Not always avant-garde. Frank Lloyd Wright’s “omission of a spire from Unity Temple was also consistent with ideas current in Chicago’s architectural culture of the period [90-plus years ago],” writes Joseph Siry in Unity Temple: Frank Lloyd Wright and Architecture for Liberal Religion. “While tall spires had been almost synonymous with the church as architecture in the city from the 1850s to the 1870s, they became much less popular in local Protestant churches from the 1880s, for both stylistic and practical reasons. In 1890, when Wright was working for Adler and Sullivan, Sullivan believed that the spire in an urban church was an anachronistic motif, because it had lost its earlier function as a belfry and had thus become solely ornamental.”

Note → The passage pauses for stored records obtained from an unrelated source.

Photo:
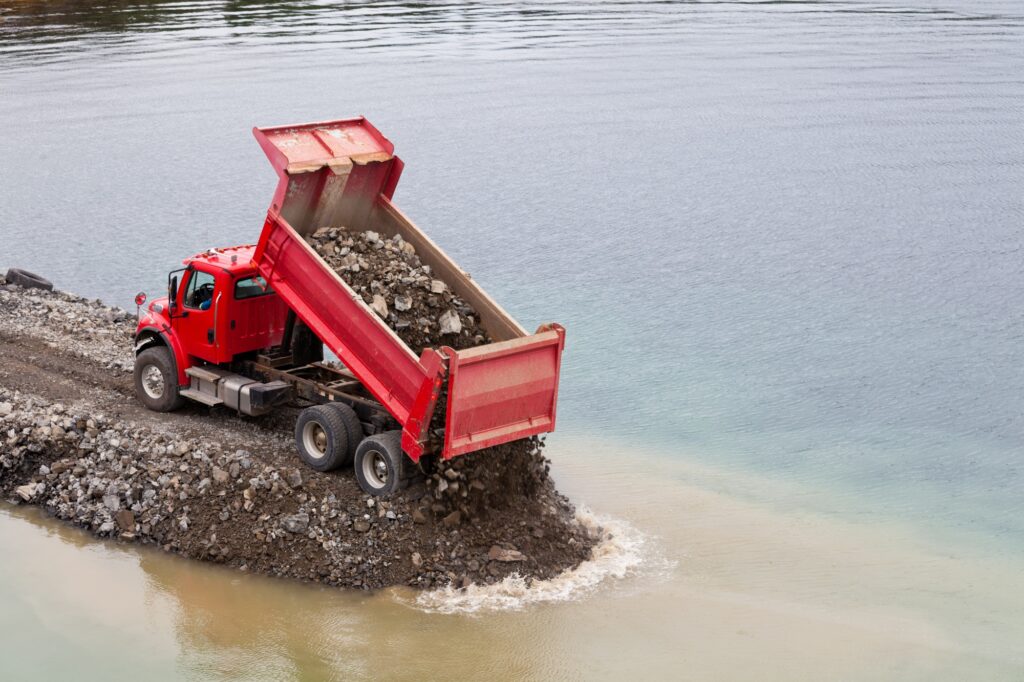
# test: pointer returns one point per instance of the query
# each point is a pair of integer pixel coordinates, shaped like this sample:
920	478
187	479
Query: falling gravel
424	311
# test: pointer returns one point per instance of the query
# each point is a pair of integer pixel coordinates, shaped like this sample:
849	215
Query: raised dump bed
344	173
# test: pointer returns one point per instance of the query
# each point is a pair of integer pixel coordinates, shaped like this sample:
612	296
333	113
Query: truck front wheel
156	381
322	438
380	465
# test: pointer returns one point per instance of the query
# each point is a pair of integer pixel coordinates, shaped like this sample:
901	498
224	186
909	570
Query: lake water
784	239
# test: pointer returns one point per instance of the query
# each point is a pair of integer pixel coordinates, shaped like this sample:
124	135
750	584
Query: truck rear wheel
157	381
322	438
380	465
353	428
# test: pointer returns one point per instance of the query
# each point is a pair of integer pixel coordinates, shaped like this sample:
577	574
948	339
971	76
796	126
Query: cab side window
199	294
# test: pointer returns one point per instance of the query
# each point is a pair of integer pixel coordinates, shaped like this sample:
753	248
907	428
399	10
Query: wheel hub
315	439
153	382
375	469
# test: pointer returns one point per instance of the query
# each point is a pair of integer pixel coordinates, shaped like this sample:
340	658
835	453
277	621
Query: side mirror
172	292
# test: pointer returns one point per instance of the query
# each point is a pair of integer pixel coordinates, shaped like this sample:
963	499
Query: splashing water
620	553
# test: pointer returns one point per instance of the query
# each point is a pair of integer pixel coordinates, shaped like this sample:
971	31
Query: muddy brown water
785	235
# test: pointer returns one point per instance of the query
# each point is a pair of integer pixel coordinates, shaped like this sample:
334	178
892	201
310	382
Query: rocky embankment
212	485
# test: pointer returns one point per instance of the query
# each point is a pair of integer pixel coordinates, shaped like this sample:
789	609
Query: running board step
204	374
200	396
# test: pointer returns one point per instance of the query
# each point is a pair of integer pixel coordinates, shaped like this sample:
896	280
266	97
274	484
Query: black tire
381	467
28	280
306	346
353	428
322	438
157	380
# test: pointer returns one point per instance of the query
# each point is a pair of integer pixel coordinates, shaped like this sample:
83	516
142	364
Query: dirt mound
424	312
210	484
422	309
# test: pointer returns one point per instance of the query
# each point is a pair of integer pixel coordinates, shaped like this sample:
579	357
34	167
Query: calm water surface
784	237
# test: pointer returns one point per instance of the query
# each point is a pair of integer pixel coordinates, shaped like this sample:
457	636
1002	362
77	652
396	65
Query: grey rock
296	522
402	302
379	305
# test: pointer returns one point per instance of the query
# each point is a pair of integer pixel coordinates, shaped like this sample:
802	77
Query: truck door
197	325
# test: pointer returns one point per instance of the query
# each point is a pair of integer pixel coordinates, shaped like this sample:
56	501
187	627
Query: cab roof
236	260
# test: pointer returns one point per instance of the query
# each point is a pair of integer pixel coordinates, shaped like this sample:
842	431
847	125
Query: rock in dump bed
425	312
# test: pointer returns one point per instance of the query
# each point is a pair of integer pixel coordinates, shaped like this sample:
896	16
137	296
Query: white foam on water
620	553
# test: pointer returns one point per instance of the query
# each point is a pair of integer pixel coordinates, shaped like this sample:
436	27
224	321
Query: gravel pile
100	333
421	309
179	481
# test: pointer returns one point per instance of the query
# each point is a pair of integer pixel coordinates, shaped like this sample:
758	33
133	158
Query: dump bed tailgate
502	391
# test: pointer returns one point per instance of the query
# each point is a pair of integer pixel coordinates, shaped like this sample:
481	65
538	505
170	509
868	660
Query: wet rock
296	522
379	305
125	520
497	553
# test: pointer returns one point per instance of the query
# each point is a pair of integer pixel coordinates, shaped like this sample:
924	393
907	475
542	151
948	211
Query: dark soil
210	484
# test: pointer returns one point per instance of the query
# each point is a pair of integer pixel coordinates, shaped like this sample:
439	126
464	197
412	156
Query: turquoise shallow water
784	237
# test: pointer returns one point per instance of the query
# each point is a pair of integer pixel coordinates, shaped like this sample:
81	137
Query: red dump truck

How to reduce personal bankruptcies? Northwestern University economist Ian Domowitz says, “People should be educated on managing their personal finances in high school. Not everyone goes on to college, and there’s no guarantee that a college education will give you all the tools to manage your money. You can get a complete education in the economics department here at Northwestern and never learn to balance your checkbook” (Northwestern Perspective, Winter).

Sid Yates, we hardly knew ye. Illinois’ Ninth Congressional District has the second most expensive House seat so far in 1997-’98, according to a recent Center for Responsive Politics report. Newt Gingrich, who’s running unopposed, has spent almost $3.8 million. The four-way primary on the north side and North Shore cost $3.4 million.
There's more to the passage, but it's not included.